Agency: Ministry of Justice

Author: Sue Triggs

This research is the first stage of a Ministry of Justice project to develop a statistical model of the criminal justice system. As recorded crime is a major factor determining the volume of work in the criminal justice system, an understanding of the factors that influence the growth of recorded crime is fundamental to the development of the model. The first part of this report examines the factors that influence fluctuations in aggregate levels of recorded crime in New Zealand. Multiple regression techniques were used to determine which social, economic, demographic and justice factors were statistically associated with changes in the annual growth rate of recorded crime rates over the 1962-95 time period. The second part of this report presents forecasts of crime rates using the results of the regression models, as well as time-series and judgement techniques. This chapter also discusses the potential impact on crime rates of factors that could not be statistically evaluated.
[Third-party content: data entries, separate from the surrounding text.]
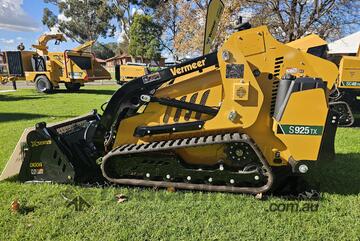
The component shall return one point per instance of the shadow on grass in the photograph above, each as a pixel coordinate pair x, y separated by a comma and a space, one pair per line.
7, 117
18, 98
339, 176
85, 91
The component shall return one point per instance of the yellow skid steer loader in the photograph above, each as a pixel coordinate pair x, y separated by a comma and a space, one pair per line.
234, 120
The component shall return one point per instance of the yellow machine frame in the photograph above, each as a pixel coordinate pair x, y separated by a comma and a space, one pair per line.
249, 99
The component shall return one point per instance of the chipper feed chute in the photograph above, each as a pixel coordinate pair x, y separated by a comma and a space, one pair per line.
230, 121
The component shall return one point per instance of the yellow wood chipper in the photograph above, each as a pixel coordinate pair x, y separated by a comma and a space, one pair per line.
48, 69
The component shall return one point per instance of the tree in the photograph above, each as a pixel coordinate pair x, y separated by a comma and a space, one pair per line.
145, 37
105, 51
82, 20
291, 19
123, 11
184, 21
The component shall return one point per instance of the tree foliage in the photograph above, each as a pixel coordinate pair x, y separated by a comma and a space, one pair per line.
184, 21
105, 51
291, 19
123, 11
81, 20
145, 37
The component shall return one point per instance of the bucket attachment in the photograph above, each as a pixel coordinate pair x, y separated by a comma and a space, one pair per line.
56, 153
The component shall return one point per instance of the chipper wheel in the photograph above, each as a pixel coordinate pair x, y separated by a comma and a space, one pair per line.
72, 86
43, 85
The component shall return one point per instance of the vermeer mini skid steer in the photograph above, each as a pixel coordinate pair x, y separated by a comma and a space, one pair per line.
234, 120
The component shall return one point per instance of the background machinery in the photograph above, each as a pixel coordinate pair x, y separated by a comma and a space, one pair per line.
48, 69
347, 86
240, 119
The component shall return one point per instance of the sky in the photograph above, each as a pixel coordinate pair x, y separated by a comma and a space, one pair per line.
20, 21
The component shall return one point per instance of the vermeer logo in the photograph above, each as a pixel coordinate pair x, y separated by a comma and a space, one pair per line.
189, 67
40, 143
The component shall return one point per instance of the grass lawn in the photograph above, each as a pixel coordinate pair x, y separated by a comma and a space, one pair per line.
157, 214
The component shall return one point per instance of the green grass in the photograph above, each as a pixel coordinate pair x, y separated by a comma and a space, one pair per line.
156, 214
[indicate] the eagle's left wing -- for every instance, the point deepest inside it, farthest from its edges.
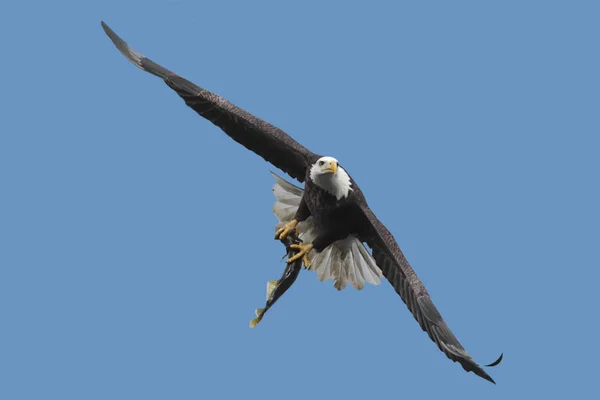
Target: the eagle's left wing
(266, 140)
(399, 273)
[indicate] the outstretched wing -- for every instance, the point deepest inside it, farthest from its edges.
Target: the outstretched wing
(400, 274)
(266, 140)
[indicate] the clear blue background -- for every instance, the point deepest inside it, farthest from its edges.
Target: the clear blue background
(136, 238)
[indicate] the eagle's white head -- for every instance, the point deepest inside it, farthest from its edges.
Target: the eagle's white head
(327, 174)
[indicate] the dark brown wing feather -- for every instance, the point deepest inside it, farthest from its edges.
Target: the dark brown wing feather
(403, 278)
(266, 140)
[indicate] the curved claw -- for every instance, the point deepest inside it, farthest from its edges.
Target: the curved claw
(286, 229)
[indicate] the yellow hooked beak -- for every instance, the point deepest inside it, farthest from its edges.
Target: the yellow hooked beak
(332, 168)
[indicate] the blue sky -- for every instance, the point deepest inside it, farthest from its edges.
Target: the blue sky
(137, 237)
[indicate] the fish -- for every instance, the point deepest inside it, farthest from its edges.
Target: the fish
(276, 288)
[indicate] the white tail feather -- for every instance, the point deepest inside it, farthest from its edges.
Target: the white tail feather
(346, 261)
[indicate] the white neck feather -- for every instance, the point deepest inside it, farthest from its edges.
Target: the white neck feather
(338, 185)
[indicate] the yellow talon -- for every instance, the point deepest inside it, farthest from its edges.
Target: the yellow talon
(304, 250)
(259, 314)
(286, 229)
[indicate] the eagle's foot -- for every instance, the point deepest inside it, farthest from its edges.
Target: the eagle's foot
(304, 250)
(286, 229)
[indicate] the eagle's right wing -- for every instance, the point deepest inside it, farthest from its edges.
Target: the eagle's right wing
(266, 140)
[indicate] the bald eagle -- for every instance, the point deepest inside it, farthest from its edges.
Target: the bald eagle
(330, 215)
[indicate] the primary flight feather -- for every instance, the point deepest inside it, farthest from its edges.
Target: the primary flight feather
(330, 215)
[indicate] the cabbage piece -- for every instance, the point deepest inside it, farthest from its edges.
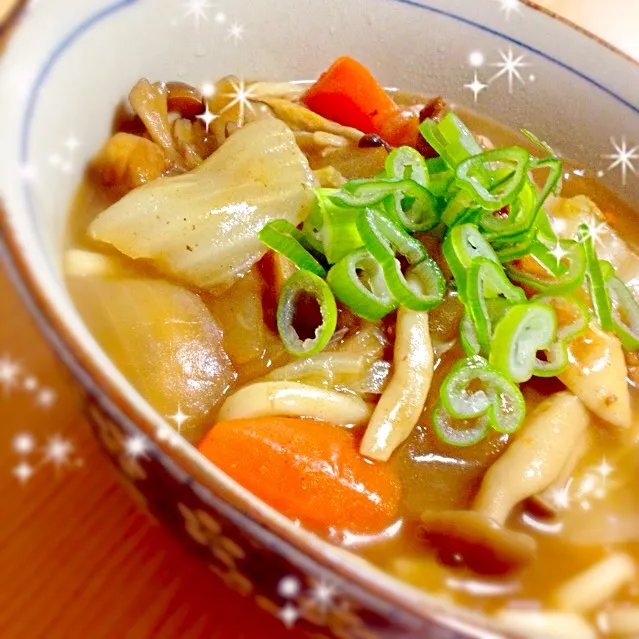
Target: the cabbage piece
(356, 366)
(202, 226)
(164, 341)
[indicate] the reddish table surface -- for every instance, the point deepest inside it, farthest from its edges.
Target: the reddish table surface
(78, 557)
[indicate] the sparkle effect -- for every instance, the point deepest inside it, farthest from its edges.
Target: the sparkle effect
(476, 86)
(23, 472)
(24, 443)
(320, 598)
(510, 67)
(593, 484)
(623, 157)
(57, 452)
(241, 97)
(207, 117)
(136, 446)
(595, 230)
(198, 10)
(323, 594)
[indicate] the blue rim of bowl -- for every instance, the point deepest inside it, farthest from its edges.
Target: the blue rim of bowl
(103, 387)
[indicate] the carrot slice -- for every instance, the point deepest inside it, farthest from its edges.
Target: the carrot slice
(348, 93)
(308, 470)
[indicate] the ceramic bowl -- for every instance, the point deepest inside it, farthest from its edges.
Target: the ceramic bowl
(66, 65)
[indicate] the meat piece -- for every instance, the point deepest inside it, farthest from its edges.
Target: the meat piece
(482, 544)
(434, 110)
(127, 161)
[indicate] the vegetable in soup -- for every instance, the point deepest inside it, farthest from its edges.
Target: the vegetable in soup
(410, 329)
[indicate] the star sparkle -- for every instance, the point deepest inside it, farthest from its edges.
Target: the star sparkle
(207, 117)
(510, 66)
(23, 472)
(236, 33)
(476, 86)
(322, 594)
(24, 443)
(57, 451)
(136, 446)
(622, 157)
(241, 96)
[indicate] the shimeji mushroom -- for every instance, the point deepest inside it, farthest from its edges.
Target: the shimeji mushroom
(597, 584)
(535, 459)
(597, 374)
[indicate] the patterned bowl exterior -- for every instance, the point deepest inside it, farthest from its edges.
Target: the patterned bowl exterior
(249, 552)
(247, 557)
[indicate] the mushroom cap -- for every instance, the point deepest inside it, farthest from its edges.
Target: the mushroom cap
(470, 538)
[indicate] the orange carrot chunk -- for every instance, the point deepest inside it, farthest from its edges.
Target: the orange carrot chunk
(307, 470)
(348, 93)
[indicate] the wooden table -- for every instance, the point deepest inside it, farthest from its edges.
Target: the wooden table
(78, 557)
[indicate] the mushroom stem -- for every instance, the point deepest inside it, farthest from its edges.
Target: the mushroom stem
(546, 500)
(535, 459)
(402, 403)
(291, 399)
(550, 624)
(596, 585)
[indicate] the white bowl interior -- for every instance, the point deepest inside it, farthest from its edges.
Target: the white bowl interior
(70, 62)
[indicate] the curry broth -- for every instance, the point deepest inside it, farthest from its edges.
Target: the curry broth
(434, 475)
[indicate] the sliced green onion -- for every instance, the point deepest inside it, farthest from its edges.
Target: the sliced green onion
(624, 311)
(385, 239)
(473, 388)
(553, 182)
(514, 248)
(312, 227)
(558, 277)
(363, 192)
(471, 176)
(284, 238)
(462, 245)
(524, 330)
(459, 208)
(496, 308)
(518, 219)
(615, 306)
(598, 291)
(487, 276)
(415, 207)
(572, 320)
(451, 138)
(357, 280)
(298, 284)
(405, 163)
(440, 177)
(459, 432)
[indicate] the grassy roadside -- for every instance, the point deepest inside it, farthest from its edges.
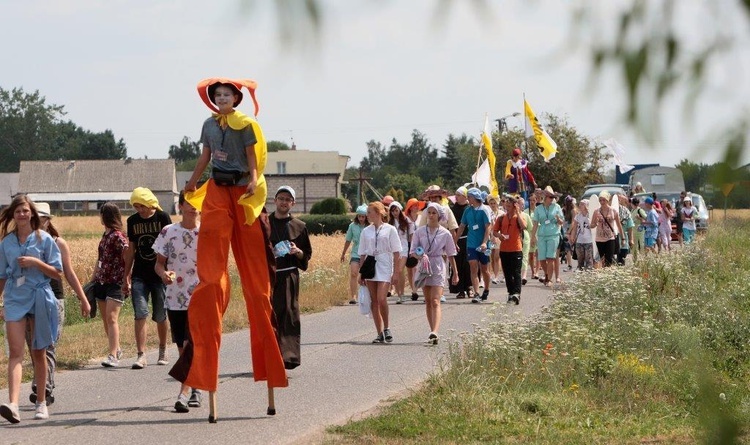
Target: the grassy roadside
(654, 353)
(325, 284)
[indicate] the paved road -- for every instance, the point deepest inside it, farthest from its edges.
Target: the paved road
(95, 405)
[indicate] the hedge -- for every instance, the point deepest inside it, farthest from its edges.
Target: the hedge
(326, 224)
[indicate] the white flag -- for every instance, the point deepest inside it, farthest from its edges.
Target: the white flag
(482, 176)
(619, 154)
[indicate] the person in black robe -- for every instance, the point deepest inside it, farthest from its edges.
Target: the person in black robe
(292, 249)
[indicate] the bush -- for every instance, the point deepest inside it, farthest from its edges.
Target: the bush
(326, 224)
(329, 206)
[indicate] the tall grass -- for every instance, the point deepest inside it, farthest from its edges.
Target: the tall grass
(655, 353)
(325, 284)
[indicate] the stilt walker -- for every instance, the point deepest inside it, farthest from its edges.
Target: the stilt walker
(232, 206)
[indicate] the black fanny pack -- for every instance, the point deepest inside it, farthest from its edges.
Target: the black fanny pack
(222, 177)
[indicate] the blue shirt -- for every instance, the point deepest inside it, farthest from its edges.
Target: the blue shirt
(546, 217)
(27, 290)
(651, 229)
(476, 221)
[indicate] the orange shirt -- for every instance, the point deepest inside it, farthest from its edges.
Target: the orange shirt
(509, 226)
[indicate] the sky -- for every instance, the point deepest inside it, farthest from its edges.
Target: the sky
(377, 71)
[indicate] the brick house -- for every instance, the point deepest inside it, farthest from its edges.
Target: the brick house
(83, 186)
(314, 176)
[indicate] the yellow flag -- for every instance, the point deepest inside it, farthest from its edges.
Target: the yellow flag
(547, 147)
(487, 142)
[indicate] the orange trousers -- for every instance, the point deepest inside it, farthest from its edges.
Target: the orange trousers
(222, 224)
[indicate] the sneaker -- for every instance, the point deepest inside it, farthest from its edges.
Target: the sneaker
(162, 356)
(49, 397)
(181, 405)
(432, 339)
(387, 335)
(41, 412)
(111, 361)
(195, 399)
(10, 412)
(140, 363)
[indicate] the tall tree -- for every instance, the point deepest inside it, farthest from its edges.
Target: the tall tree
(27, 126)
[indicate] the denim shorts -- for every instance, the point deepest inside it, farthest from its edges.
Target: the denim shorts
(472, 254)
(140, 291)
(108, 291)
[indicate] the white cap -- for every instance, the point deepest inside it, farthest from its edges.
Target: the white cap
(42, 208)
(286, 188)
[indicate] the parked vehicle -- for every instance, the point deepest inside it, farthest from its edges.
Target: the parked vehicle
(701, 222)
(598, 188)
(658, 179)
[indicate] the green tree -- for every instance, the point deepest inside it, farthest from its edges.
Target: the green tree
(27, 127)
(185, 150)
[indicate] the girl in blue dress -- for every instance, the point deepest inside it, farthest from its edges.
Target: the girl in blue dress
(29, 257)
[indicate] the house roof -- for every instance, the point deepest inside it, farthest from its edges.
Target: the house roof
(307, 162)
(8, 187)
(96, 176)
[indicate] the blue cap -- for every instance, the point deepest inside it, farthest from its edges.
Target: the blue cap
(475, 193)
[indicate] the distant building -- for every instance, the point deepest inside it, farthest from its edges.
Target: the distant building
(8, 188)
(314, 176)
(83, 186)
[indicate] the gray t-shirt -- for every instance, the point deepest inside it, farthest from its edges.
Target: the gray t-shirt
(228, 146)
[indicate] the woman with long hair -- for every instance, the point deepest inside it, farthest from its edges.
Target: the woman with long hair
(109, 274)
(29, 258)
(405, 228)
(496, 272)
(352, 239)
(45, 218)
(380, 240)
(434, 241)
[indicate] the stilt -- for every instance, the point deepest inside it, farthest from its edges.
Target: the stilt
(213, 415)
(271, 405)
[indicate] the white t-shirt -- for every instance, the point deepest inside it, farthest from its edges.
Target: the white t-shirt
(689, 223)
(180, 246)
(584, 229)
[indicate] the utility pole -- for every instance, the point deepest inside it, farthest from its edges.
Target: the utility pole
(360, 190)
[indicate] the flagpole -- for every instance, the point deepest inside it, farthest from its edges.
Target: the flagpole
(525, 126)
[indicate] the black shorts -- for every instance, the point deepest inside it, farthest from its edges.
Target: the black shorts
(178, 326)
(108, 291)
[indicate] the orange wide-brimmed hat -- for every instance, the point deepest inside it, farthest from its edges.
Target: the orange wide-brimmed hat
(206, 88)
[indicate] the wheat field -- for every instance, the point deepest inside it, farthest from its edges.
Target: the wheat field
(323, 285)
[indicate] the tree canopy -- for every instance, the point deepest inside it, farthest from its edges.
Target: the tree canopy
(32, 129)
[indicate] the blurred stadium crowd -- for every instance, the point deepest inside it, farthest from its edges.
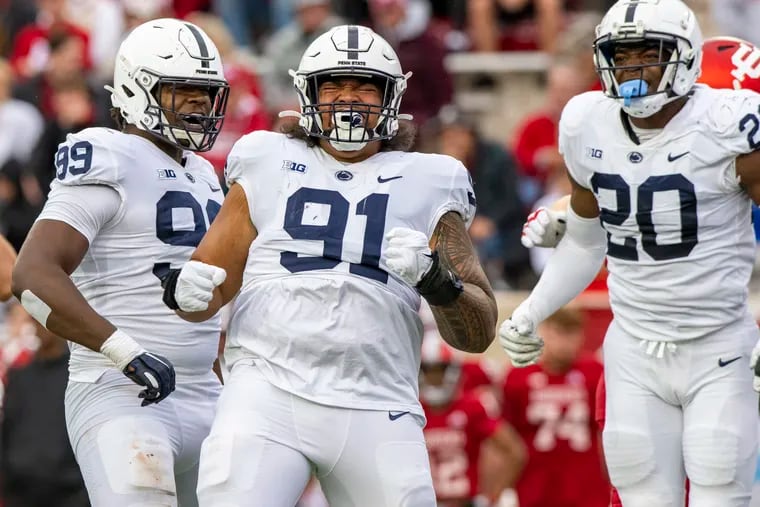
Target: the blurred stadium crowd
(490, 79)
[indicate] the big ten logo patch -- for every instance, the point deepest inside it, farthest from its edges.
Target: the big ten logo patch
(293, 166)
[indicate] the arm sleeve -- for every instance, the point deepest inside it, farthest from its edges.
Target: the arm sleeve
(86, 208)
(574, 264)
(461, 198)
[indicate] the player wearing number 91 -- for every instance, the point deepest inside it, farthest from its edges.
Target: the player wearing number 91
(125, 206)
(328, 236)
(664, 172)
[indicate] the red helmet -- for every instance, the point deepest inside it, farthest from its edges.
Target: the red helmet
(728, 62)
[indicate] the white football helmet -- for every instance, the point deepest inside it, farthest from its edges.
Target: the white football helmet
(350, 51)
(169, 53)
(668, 25)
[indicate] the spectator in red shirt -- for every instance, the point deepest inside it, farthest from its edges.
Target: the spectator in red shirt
(31, 46)
(535, 145)
(551, 406)
(457, 426)
(405, 24)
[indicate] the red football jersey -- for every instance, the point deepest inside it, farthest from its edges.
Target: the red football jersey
(453, 436)
(554, 416)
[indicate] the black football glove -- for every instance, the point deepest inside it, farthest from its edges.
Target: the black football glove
(154, 372)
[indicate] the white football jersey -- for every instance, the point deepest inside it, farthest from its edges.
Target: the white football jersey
(680, 241)
(165, 210)
(318, 310)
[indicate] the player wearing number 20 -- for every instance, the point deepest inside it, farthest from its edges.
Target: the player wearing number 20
(663, 174)
(330, 235)
(125, 206)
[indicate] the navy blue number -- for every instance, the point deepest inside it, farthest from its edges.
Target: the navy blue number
(331, 234)
(615, 182)
(75, 160)
(165, 231)
(373, 207)
(645, 200)
(688, 204)
(174, 199)
(747, 120)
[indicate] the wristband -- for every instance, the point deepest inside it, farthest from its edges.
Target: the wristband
(439, 286)
(121, 349)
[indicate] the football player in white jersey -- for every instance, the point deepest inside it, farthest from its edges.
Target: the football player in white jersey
(328, 236)
(125, 206)
(664, 172)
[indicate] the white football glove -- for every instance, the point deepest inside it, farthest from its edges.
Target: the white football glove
(754, 366)
(544, 227)
(519, 341)
(195, 285)
(408, 254)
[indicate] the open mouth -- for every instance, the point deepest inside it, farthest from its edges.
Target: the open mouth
(194, 122)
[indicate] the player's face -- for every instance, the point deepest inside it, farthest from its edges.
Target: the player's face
(640, 62)
(185, 100)
(344, 94)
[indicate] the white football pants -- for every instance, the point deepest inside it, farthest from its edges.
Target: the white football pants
(691, 412)
(133, 456)
(265, 443)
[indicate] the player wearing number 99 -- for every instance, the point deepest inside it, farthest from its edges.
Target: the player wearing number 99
(126, 206)
(664, 172)
(329, 235)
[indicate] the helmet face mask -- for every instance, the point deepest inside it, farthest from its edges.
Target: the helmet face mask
(157, 67)
(350, 53)
(665, 28)
(191, 131)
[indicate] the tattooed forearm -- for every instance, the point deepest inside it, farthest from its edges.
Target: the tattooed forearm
(469, 323)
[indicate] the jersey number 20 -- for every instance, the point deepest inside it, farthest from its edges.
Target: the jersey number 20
(645, 204)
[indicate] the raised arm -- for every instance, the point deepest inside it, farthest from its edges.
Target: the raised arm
(51, 252)
(574, 264)
(7, 260)
(215, 273)
(469, 322)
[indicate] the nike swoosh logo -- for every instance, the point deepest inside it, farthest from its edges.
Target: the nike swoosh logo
(723, 363)
(673, 158)
(395, 416)
(380, 179)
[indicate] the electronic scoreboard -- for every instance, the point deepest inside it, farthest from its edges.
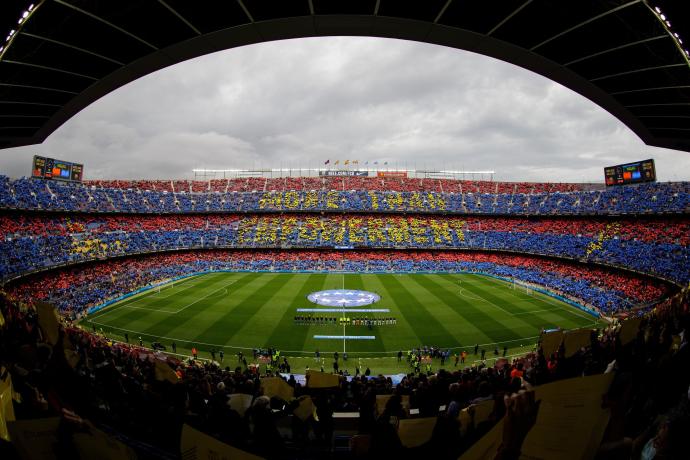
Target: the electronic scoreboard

Home Detention: The Evaluation of the Home Detention Pilot Programme

Year: 1997

Agency: Ministry of Justice

Author: Alison Church and Stephen Dunstan

The New Zealand home detention pilot aims to ease the transition from prison to the community of inmates who would otherwise have remained in prison. The pilot was conducted in Auckland over a two year period from April 1995. During the pilot detainees were monitored by an electronic system and supervised by three specially designated probation officers. An evaluation was needed to assess the effectiveness of the pilot, to assess the impact of home detention, and to inform a decision about its possible extension to other districts. The evaluation drew on information from interviews with detainees and their families, case records, the Law Enforcement System (formerly the Wanganui Computer), diaries kept by home detention officers, observation, expenditure records, and interviews with a range of key informants.